An important application of these hydrogel constructs is to accentuate the repair of acute and chronic cutaneous wounds. Dermal fibroblasts are the primary cells involved in cutaneous reparative process. Therefore, in this study, we investigated the mechanisms with which adult human dermal fibroblasts (AHDFs) sense and respond to hydrogel mechanics to ultimately affect function at the whole cell level. To obtain a comprehensive understanding of cell’s ability to adapt to substrate mechanics Effect of ligand bulk density and type on dermal fibroblast functional response is currently being investigated. Hydrogels were prepared with different crosslinking densities to provide levels of stiffness that varied by at least half order of magnitude [9]. We first measured the modulus of live AHDFs to determine whether cell stiffness was altered to adapt to substrate mechanics. Next, we visualized the cellular F-actin fibers to determine whether there were any cytoskeleton changes responsible for the observed differences in cell stiffness. It is known that intracellularly-generated contractile forces are transmitted to the cell-substrate adhesive complexes (focal adhesions) via actin cytoskeleton and exerted on the substrate as traction [10]. Therefore, using digital image speckle correlation (DISC) technique [11] in combination with finite element method (FEM), we determined whether the traction forces exerted by cell on the substrate were also affected by substrate mechanics. Since cell migration and proliferation are critical functions involved during tissue repair that involve cellular tractional forces, we also determined whether fibroblast migration and proliferation were also affected in a manner similar to that observed for cellular traction.

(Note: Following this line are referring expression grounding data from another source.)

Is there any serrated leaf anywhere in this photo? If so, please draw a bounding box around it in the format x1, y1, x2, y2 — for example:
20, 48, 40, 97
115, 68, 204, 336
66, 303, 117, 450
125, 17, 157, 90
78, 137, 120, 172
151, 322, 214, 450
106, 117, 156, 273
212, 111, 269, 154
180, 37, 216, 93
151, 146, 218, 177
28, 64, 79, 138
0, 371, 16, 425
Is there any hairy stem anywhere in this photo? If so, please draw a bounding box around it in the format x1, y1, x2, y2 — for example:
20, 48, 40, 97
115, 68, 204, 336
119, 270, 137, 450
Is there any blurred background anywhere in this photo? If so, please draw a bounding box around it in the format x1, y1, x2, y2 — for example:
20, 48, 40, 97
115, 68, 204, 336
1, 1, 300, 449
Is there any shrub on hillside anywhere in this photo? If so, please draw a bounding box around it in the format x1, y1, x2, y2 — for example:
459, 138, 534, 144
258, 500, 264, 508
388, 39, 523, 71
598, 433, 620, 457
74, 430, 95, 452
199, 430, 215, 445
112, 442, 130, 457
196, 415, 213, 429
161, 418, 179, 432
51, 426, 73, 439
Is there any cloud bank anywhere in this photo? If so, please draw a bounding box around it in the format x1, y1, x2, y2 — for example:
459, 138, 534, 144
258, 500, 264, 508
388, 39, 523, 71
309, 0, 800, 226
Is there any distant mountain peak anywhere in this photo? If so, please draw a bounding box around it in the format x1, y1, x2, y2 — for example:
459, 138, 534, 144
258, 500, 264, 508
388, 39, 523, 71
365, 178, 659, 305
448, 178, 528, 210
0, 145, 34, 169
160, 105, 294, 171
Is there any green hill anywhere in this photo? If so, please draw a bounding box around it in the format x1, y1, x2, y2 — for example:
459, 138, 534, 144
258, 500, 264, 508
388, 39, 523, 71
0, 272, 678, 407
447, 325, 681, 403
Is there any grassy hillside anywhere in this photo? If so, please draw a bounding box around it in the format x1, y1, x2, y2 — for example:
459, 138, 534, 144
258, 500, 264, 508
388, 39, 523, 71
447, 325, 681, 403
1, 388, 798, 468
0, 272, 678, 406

In this manner, we were able to obtain a comprehensive picture of the structure-function relationship at the cell/material interface.

MATERIALS AND METHODS

Preparation of hydrogel substrates

Hydrogel substrates were synthesized as reported previously [7,9]. Briefly, the fibronectin functional domains (FNfds) were coupled to the crosslinker poly(ethylene glycol) diacrylate (PEGDA) (Nektar Therapeutics, Huntsville, AL) to form PEGDA-FNfd conjugates (in PBS). These conjugates were then mixed with excess PEGDA and thiol-functionalized HA (HA-DTPH) in serum free-DMEM (SF-DMEM, Sigma, St. Louis, MO) to obtain bioactive hydrogels that were plated in 35-mm tissue culture dishes. Final concentration of HA-DTPH in the hydrogels was always 1% (w/v). The stiffness of these hydrogels was modulated by altering the crosslinker concentration. PEGDA solutions of 4.5%, 1.5% and 0.75% (w/v) resulted in shear storage moduli of 4270 Pa, 550 Pa and 95 Pa, respectively, as measured by oscillatory shear rheometry [9]. Irrespective of the stiffness, the biochemical signaling was maintained constant by using all three FNfds at the optimal bulk density of 0.26 μM [7]. Post-gelation, all hydrogels were cured for 24 h to stabilize PEGDA-mediated crosslinking [9].

Cell culture

Primary adult human dermal fibroblasts (AHDFs) were obtained from Clonetics, San Diego, CA and used between passages 5 and 13. The cells were routinely cultured in DMEM supplemented with 10% fetal bovine serum (HyClone, Logan, UT) and an antibiotic mix of penicillin, streptomycin and L-Glutamine (FULL-DMEM), in a 37°C, 5% CO2, 95% humidity incubator (Napco Scientific Company, Tualatin, OR). Regardless of the functional assay, the AHDF monolayers were grown to nearly 80% confluence, harvested, then centrifuged to obtain a pellet that was rinsed twice with SF-DMEM + 2% bovine serum albumin (fraction V, MP Biomedicals, Irvine, CA), and finally resuspended in SF-DMEM or FULL-DMEM for use in functional assays.

Cell stiffness

Cell stiffness was measured using an atomic force microscope (AFM, Dimension 3000; Digital Instruments, Co., Ltd. Santa Barbara, CA), which was operated in shear modulation force microscopy (SMFM) mode [12] using a silicon nitride tip on a cantilever with a bending spring constant of 0.06 N/m. AHDFs were seeded on hydrogels of different stiffness at 500 cells/cm2 and incubated for 12 h at 37°C prior to measurement. During the measurement, a force of ~ 2 nN was exerted by the cantilever on the cell’s perinuclear region and a sinusoidal drive signal (1400 Hz) was applied to the x-piezo controlling cantilever, inducing a small oscillatory motion of the tip parallel to the cell surface. When the drive signal amplitude was varied from 7.5 mV up to 125 mV, which corresponds to an x-piezo displacement of 1.5 to 25 nm, the cantilever response was recorded to estimate the stiffness of the cell surface [13]. The AFM set-up was calibrated such that a greater response amplitude indicated a more compliant surface and vice versa. The drive frequency of 1400 Hz was chosen for the measurements since it lies in the flattest region of the cantilever’s response curve. A total of nine experimental points (three points per cell and three cells per sample) were obtained for each hydrogel condition.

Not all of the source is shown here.